REPUBLIKA.CO.ID, JAKARTA- “Dari (Sultan) Uzbek kepada para pangeran kami, besar dan kecil, dan yang lainnya: Gereja Petrus adalah suci, dan tidak ada yang boleh menyakitinya atau para pelayan atau pendetanya, atau merampas harta benda, barang-barang atau orang-orangnya, atau mencampuri urusannya, karena semuanya suci.
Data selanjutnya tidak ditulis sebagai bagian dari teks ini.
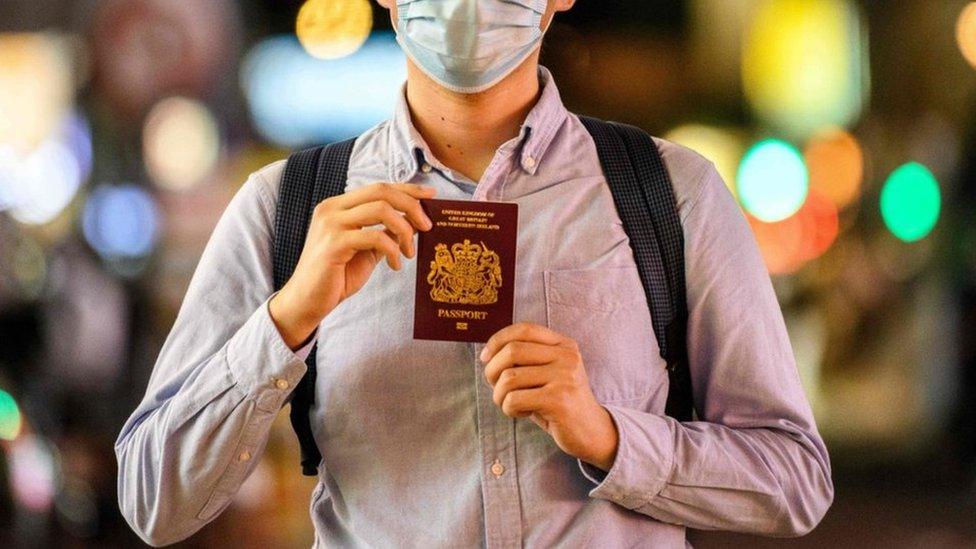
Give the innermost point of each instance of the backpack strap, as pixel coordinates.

Siapa pun yang melanggar perintah kami ini, dengan menyerangnya, adalah orang berdosa di hadapan Tuhan, dan ganjarannya dari kami adalah kematian”!
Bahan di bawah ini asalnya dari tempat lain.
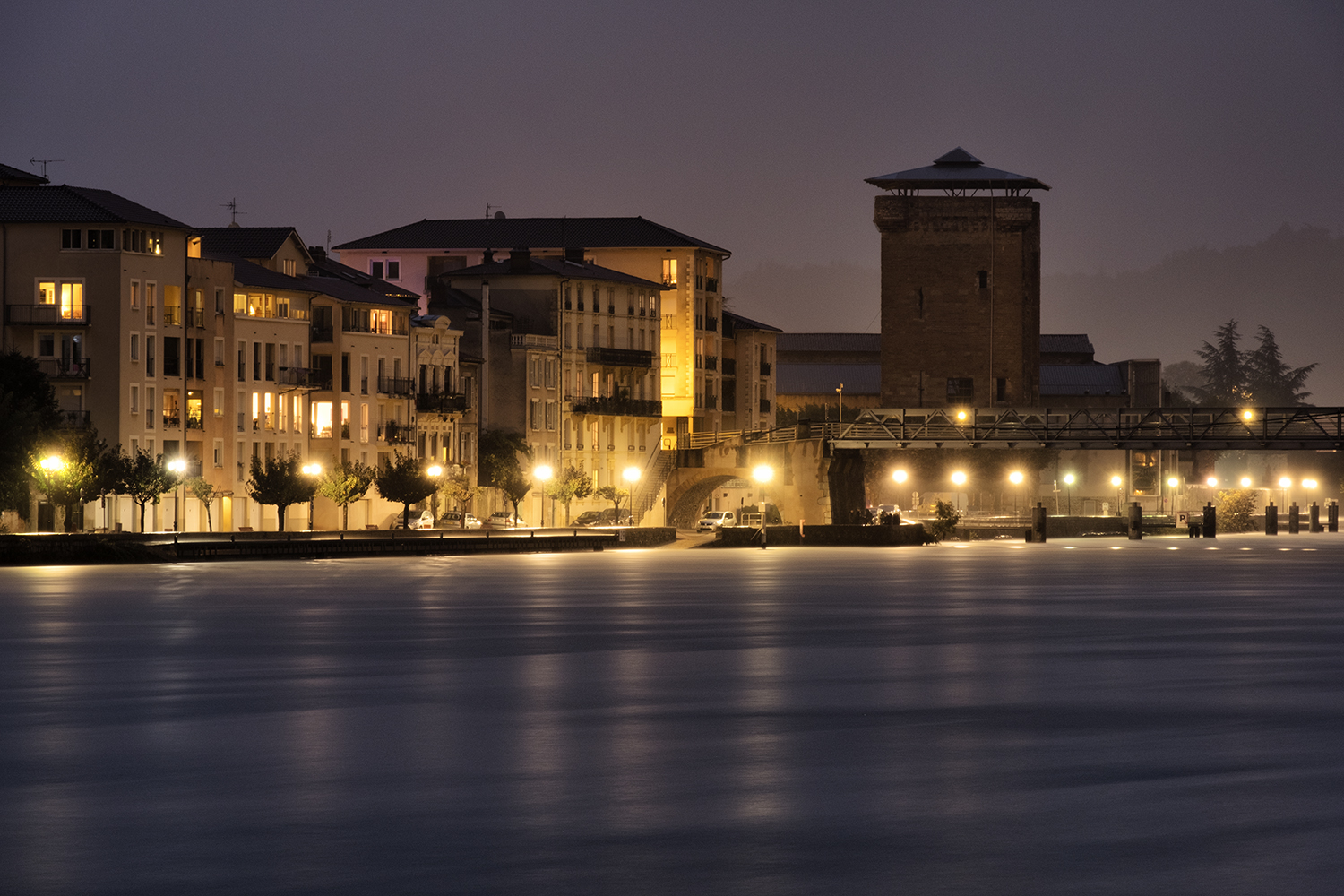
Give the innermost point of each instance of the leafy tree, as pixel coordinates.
(615, 495)
(460, 490)
(1236, 509)
(1223, 371)
(204, 493)
(30, 414)
(502, 463)
(570, 484)
(945, 521)
(346, 484)
(405, 481)
(1271, 381)
(145, 478)
(280, 481)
Ini adalah sebuah teks sejarah berharga yang disampaikan kepada kita oleh sejarawan Inggris terkenal Thomas Arnold (wafat 1348 H/1930 M) dalam bukunya 'The Call to Islam', yang mengaitkan penerbitannya dengan Sultan Mongol Muslim Muhammad Uzbek Khan (wafat 742 H/1341 M) yang memerintah Moskow dan Kiev, dan menyertakannya dalam sebuah keputusan yang ditujukan kepada Uskup Gereja Ortodoks Rusia di Kiev.
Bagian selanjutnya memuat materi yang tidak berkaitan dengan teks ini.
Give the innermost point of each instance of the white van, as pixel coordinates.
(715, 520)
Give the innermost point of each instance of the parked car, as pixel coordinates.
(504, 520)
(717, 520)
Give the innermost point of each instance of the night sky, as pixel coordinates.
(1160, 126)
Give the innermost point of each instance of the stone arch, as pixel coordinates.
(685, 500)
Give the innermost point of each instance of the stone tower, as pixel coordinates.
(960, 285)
Mungkin kata-kata dari Piagam Kesultanan Islam ini, di mana Kekristenan Ortodoks Rusia menikmati kebebasan beragama dalam bentuknya yang paling tinggi dan penuh, adalah cara terbaik untuk membuka pandangan tentang hubungan antara Rusia dan Muslim dalam teater sejarah, dengan momen-momen rekonsiliasi dan pergulatan.
Fakta bahwa bangsa Mongol Muslim tak merusak status Katedral Agung Rusia, seperti yang dilakukan Utsmaniyah terhadap gereja Bizantium Hagia Sophia, merupakan momen penting dalam sejarah nasional dan keagamaan Rusia, hal ini melindungi agama Kristen Rusia agar tak mengalami nasib yang sama dengan agama Kristen Bizantium yang juga mendapat kebebasan dan perlindungan dari Utsmaniyah.
Jika ada hal penting yang tersisa bagi Rusia dari era ketundukannya pada kekuasaan Muslim, maka itu adalah sikap peradaban yang hebat ini dengan segala implikasinya.
Memang, sikap Mongol-Islam terhadap Gereja Rusia ini merupakan momen besar yang mencerahkan yang merupakan perpanjangan dari pendiriannya pada masa Sahabat ketika Islam memasuki wilayah Kaukasus, dan kontras dengan konteks konflik besar yang menandai sebagian besar sejarah hubungan Rusia dengan dunia Islam, dan tetap - secara umum, menjadi garis keras antara Sahabat dan presiden Rusia saat ini, Vladimir Putin, yang berusaha untuk menghidupkan kembali kejayaan kekaisaran Rusia.
Salah satu yang paling penting dari aturan-aturan ini adalah rasa identitas budaya dan etnis Rusia dalam konteks tantangan di wilayah Kaukasus, di mana daerah-daerah Muslim secara historis diperintah oleh pemerintahan Islam, dan Rusia masih berusaha untuk tetap berada di bawah hegemoni mereka dengan kekerasan atau dengan penjinakan, seperti yang saat ini terjadi dalam aliansi antara Moskow dan rezim Ramzan Kadyrov di Chechnya, yang membanggakan bahwa senjatanya merangkul senjata-senjata tentara Rusia dalam perangnya yang sedang berlangsung dengan Ukraina.
Para sejarawan dan pengembara Muslim menulis laporan dan penelitian mendalam tentang kepribadian Rusia, mengungkapkan karakteristik dan gaya hidup sosialnya, mengidentifikasi afiliasi keagamaannya (pagan dan kemudian Kristen), dan menggambarkan perilaku politik dan perangnya.
Studi-studi ini begitu dalam dan luas sehingga mempengaruhi dan memperkaya pemikiran Rusia kontemporer, dan sejarawan Rusia menganggapnya sebagai informasi historis pertama yang didokumentasikan tentang kehidupan bangsa mereka.
Kami tidak mengatakan bahwa orang-orang Rusia kurang tertarik pada studi semacam itu dibandingkan dengan orang-orang Muslim, tetapi karya-karya mereka muncul, dalam konteks fenomena Orientalisme, sekitar seribu tahun lebih lambat daripada yang dilakukan oleh orang-orang Muslim.